Jimly sebelumnya mengaku telah mengambil kesimpulan dari pemeriksaan 21 perkara berkaitan dengan putusan MK nomor 90/PUU-XXI/2023 terkait batas usia capres-cawapres yang dianggap telah membuka jalan putra sulung Presiden Joko Widodo atau Jokowi, Gibran Rakabuming Raka untuk mendaftar sebagai cawapres Prabowo Subianto.
Baca Juga: Nasib Paman Gibran Segera Diputus MKMK, Anies Bicara Pengalamannya Saat Jadi Ketua Komite Etik KPK
Adapun, dari 21 perkara terkait dugaan pelanggaran etik dan pedoman perilaku hakim yang diterima 15 di antaranya atas nama terlapor Anwar Usman yang tidak lain merupakan paman Gibran.

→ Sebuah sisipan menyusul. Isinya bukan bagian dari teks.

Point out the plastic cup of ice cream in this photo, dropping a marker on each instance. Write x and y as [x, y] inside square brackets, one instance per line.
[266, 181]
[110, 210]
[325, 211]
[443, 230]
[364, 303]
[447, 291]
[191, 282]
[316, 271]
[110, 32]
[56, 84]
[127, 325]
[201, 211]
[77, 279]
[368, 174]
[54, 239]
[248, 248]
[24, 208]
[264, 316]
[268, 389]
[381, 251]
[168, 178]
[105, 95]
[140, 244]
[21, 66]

"Semuanya sudah kami dengar. Akhirnya kami sudah rapat intern. Kami sudah buat kesimpulan," kaya Jimly, di Gedung MK, Jumat (3/11/2023).
Putusan Kontroversial MK
Sebelumnya, MK memperbolehkan orang yang berusia di bawah 40 tahun menjadi capres atau cawapres jika pernah atau sedang menjabat sebagai kepala daerah melalui pilkada.
"Mengadili, satu, mengabulkan permohonan pemohon untuk sebagian. Menyatakan Pasal 169 huruf q UU 7/2017 tentang Pemilu nomor 182 tambahan lembaran negara nomor 6109 yang menyatakan berusia paling rendah 40 tahun bertentangan UUD RI 1945 dan tidak mempunyai kekuatan hukum mengikat sepanjang tidak dimaknai berusia paling rendah 40 tahun atau pernah/sedang memiliki jabatan yang dipilih melalui Pemilu termasuk pemilihan kepala daerah," kata Ketua MK Anwar Usman, Senin (16/10/2023).
Salah satu pertimbangan hakim Konstitusi menerima permohonan tersebut ialah karena banyak anak muda yang juga ditunjuk sebagai pemimpin.
Putusan tersebut mendapatkan banyak reaksi masyarakat lantaran dianggap membuka jalan bagi keponakan Anwar, yaitu Gibran Rakabuming Raka untuk menjadi cawapres.
Adapun mahasiswa asal Surakarta, Almas Tsaibbirru Re A selaku pemohon dalam perkara itu juga memiliki pandangan tokoh ideal sebagai pemimpin bangsa Indonesia yakni mengidolakan Wali Kota Surakarta Gibran Rakabuming Raka periode 2020-2025.
Sebab, dia menilai pada masa pemerintahannya, Gibran mampu meningkatkan pertumbuhan ekonomi di Surakarta sebanyak 6,23 persen padahal pada saat awal menjabat sebagai Wali Kota Surakarta pertumbuhan ekonomi Surakarta justru sedang minus 1,74 persen.
Terlebih, pemohon menganggap Wali Kota Surakarta sudah memiliki pengalaman membangun dan memajukan Kota Surakarta dengan kejujuran, integritas moral dan taat serta patuh mengabdi kepada kepentingan rakyat dan negara.